[jdhicks]: Can you help me with a load balancing issue with Isis2 V2.2.2003

Coordinator
Jun 22, 2015 at 6:58 PM
[reposted as a new thread on behalf of JD]

I have moved to testing two servers behind a load balancer. One issue I need to overcome is how multiple copies of the server software decide they are the Leader. Do I need to pin this to a specific network card? The physical servers have two NICS and when I start the second instance on another server behind the load balancer - It also think it is the Leader and both instances crash.


Thanks

J.D.
Coordinator
Jun 22, 2015 at 7:14 PM
Isis2 offers a number of options you can work with. I recommend that you decide what you actually want the system to do, and then we can figure out how to make it happen.

Execution model:
  1. Simplest: Whoever gets a read-only request just handles it. Use OrderedSend for update requests. Be cautious about locking, obviously (different threads will handle each kind of request). So here the load-balancer out in front of the cluster is really picking the leader for read operations.
  2. Fancier: Perhaps among the update requests, there are some potentially slow computational tasks. You want these to be handled fault-tolerantly with a leader and one or more backups (this used to be called the "coordinator/cohort" model, to balance the work. After doing the update computation the leader for that operation broadcasts a concise list of the updates to do ("change record xxx to value 124, change ...") and everyone applies these updates in the same order. Then whoever got the request in the first place (from the load balancer) replies to the external client.
Now for version 2, if you use the view to pick the leader (I do this often), then one process does all the crunching and the other sits idle. Not what you wanted. So you could, for example, hash the requests somehow (some cheap hash function) and then take the remainder modulo the number of group members. This guy can be the leader in the view where the OrderedSend is delivered. Should be very randomized, but not in a way sensitive to workload.

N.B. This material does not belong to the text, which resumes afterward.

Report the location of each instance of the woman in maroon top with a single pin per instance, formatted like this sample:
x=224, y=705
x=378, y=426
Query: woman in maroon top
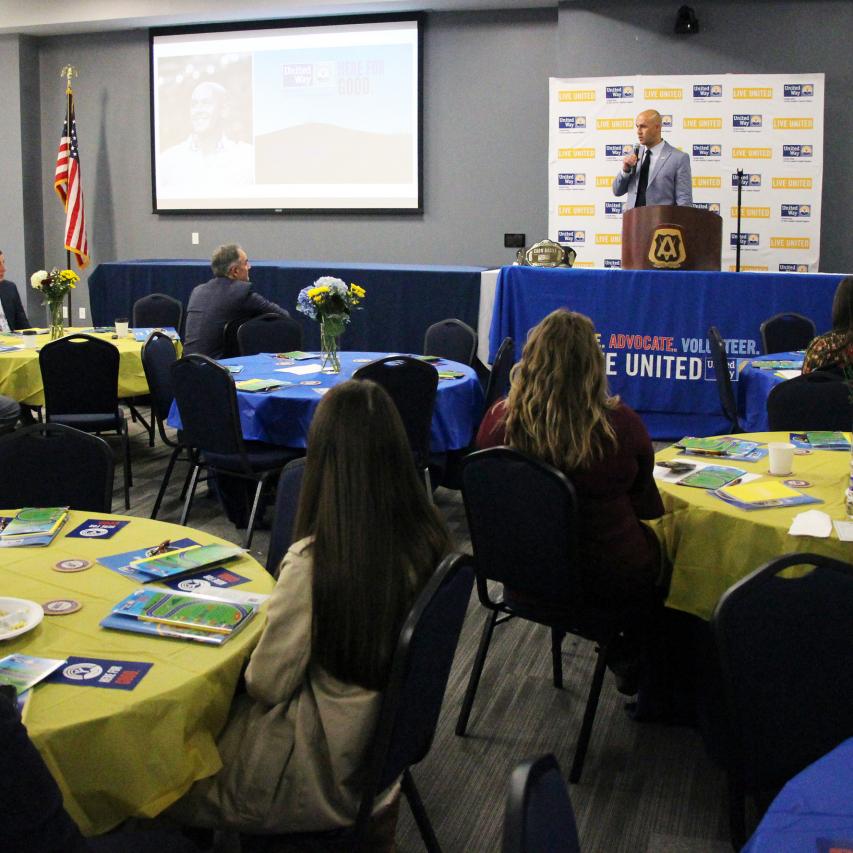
x=558, y=410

Even fancier, still for version 2. You could have the rank-zero member track loads on the group members and, as each new hard-to-compute-update request is delivered in the leader, it echoes "request 2173 from client IP 182.11.88.001 will be computed by member with rank 2". Just keep in mind that this multicast might arrive in a different view (if membership is changing), so you can't blindly assume that the view actually has 3 members when this message comes in. Do the same modulus trick to be on the safe side.

Or you could come up with a parallel way to handle a single request in K parallel chunks, computed by the group members simultaneously. Then they reply to the process who originally got the request, it combines the results, and it replies to the client.

So these are ways to load balance.

Now, you also report a bug in Isis2, or in your code, or in Linux -- hard to tell. To narrow this down quickly, I would do a hello-world load-balanced application in C#. Just make sure that both server instances print "hello" more or less in a balanced rate, test the scenario of starting the second instance when the first is active, etc. Get this completely solid. In principle there is a demo program to do this from your LB vendor, although maybe in C++ instead of C#. That would be ok too.

Once you are sure that the LB setup is right and that servers not using Isis2 can handle this properly, maybe Isis2 would just run as long as your server code has a thread (not the same one Isis2 runs on!) to handle client requests. One thing to be careful about is that (1) you don't call IsisSystem.Start() more than once, (2) the thread that calls IsisSystem.Start() doesn't terminate. Those are examples of things that cause a shutdown in Isis2. You can read the log file to see if a shutdown exception was thrown and if so, why. It would probably be something like these if Isis2 had this issue.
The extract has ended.